Metastasis to cervical lymph nodes (LN) is significantly associated with the outcome of patients with oral cancer. To provide a useful method for the detection of micrometastases, we analyzed 115 LNs from 10 patients with oral cancer using real-time quantitative polymerase chain reaction (PCR) based on the expression of squamous cell carcinoma antigen (SCCA) and cytokeratin 13 (CK13). The sensitivity and quantification of this method were assessed by means of limited dilution of cultured oral cancer cells and a model of cervical LN-metastasis established by inoculating green fluorescent protein (GFP)-expressing cells into the tongue of nude mice. In both investigations, a few cancer cells were detected by real-time quantitative PCR, but not by conventional reverse transcription-PCR (RT-PCR). SCCA mRNA was detected at high levels in metastatic LNs. In contrast, 26 of the 30 control cervical LNs did not express the gene at all, and the rest showed fairly low levels. Of 108 histologically metastasis-negative LNs, 19 (17.6%) expressed SCCA mRNA levels higher than the cut-off value (1.0: mean expression of control LNs + 2SD). CK13 mRNA is not a suitable marker for the real-time PCR since it was detected frequently even in the control LNs. These findings suggest that genetic diagnosis by real-time quantitative PCR based on SCCA mRNA expression may be clinically useful for detecting occult tumor cells in cervical LNs.

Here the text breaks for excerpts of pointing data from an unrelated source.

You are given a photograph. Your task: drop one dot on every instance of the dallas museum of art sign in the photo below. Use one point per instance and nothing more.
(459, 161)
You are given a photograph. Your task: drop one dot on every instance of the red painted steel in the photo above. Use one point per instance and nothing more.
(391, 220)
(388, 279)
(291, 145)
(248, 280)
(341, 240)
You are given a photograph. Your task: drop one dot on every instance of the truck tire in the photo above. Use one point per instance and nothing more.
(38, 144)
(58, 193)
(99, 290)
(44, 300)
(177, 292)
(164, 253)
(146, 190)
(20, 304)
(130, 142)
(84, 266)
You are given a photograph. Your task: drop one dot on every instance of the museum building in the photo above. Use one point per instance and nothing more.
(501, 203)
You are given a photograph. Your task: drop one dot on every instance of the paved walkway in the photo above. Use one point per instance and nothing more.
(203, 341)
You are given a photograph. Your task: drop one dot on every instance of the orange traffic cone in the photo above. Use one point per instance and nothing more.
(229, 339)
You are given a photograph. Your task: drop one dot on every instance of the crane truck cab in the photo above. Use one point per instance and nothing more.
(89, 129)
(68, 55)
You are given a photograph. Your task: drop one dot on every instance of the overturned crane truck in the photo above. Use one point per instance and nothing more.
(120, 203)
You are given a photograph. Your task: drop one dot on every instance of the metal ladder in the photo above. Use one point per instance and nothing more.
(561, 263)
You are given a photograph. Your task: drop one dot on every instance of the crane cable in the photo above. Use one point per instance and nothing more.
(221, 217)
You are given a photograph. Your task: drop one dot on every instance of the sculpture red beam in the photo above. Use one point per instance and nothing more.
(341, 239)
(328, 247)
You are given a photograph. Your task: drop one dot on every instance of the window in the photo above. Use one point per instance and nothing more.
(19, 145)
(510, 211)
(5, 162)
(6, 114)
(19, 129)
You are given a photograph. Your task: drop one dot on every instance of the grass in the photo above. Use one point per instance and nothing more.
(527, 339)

Lymph node metastasis of oral cancer visualized in live tissue by green fluorescent protein expression.

Here, we report the establishment of a stably transfected cell line which expresses high levels of green fluorescent protein (GFP), thus permitting the detection and visualization of developing tumors and lymph node metastases after injection into nude mice. Cells of the human oral squamous carcinoma cell line (SAS-L1) were transfected with an expression vector containing a cDNA encoding humanized GFP and the neomycin resistance gene. A clone with stable high-level expression of GFP was selected in vitro using G418. To study metastasis formation, GFP-expressing cells were injected orthotopically into the tongue of nude mice. The resultant tumor growth in the tongue and micrometastases in the lymph nodes could be visualized by GFP fluorescence. Therefore a useful model has been developed for the study of oral cancer, firstly to understand the metastatic process and secondly for the evaluation of potential treatments.